(38) Isère

20/05/2022 – Bigre! au Zéphyr Festival

Bigre ! Diable de concert ! Un de plus.

Difficile de résister à ce qui fait du bien. 

Bigre!, c’est la joie assurée, la cerise sur le gâteau après une fin de journée bien remplie. Là, c’était au festival Zéphyr, organisé par l’association Jaspir, l’asso de musique la plus sympa de tout le nord Isère. Raconter son histoire sera passionnant. Mais pas ici, renseignez-vous.

Les techniciens ont monté un chapiteau, pour la nuit du groove.
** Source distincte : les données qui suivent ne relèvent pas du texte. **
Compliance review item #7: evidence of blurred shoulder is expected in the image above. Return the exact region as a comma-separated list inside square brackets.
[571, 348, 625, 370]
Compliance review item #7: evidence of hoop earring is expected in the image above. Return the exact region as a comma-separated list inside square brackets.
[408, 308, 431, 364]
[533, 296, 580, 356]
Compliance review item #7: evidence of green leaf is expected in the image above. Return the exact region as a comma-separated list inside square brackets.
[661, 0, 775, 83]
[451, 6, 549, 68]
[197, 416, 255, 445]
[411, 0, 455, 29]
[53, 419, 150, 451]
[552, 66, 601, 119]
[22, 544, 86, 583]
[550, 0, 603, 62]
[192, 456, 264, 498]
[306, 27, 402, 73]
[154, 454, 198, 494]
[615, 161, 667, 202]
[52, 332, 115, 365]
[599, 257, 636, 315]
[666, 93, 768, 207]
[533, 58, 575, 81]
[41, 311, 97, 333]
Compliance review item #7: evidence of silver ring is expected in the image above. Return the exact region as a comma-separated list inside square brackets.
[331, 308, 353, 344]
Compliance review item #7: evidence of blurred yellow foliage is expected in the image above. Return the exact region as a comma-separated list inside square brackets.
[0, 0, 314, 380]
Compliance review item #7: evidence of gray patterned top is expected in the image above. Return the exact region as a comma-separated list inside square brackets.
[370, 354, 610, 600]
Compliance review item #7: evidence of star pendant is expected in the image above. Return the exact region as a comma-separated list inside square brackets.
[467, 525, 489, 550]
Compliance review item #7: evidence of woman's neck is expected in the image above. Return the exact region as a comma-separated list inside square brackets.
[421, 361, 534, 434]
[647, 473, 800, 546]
Bigre ! Au bout du deuxième morceau, ton corps ressent quelques soubresauts. Irrésistible. Tu danses et tu ne t’arrêtes plus. Devant toi, dix-neuf musiciens, un orchestre de salsa, ou de funk. Du velours. Ça roule comme un moteur de Ferrari. Subtilité dans le moindre cliquetis. De l’arrangement aux petits oignons, par le trompettiste Félicien Bouchot.

Rythmique de choc. On se croirait à Cuba. Guitariste et bassiste, plus efficaces tu meures. Des cuivres en pagaille, la crème de la crème. C’est comme dans un film de Fellini, il se passe mille évènements en même temps. Bigre, c’est la réconciliation de la musique et de la danse. C’est aussi des voix d’exception. Ce soir-là, c’était Cynthia Abraham, pour la partie latine. Voix de rêve, textes poétiques bienvenus. Un morceau de bravoure, seule avec un looper. Un grand moment de musique. Puis une partie funk, avec la bête de scène Juan Rozoff. Ça remue sévère. Les deux voix se répondent. L’orchestre ronfle à souhait. Les pieds n’arrêtent plus, la tête est partie sur Nasty Shit.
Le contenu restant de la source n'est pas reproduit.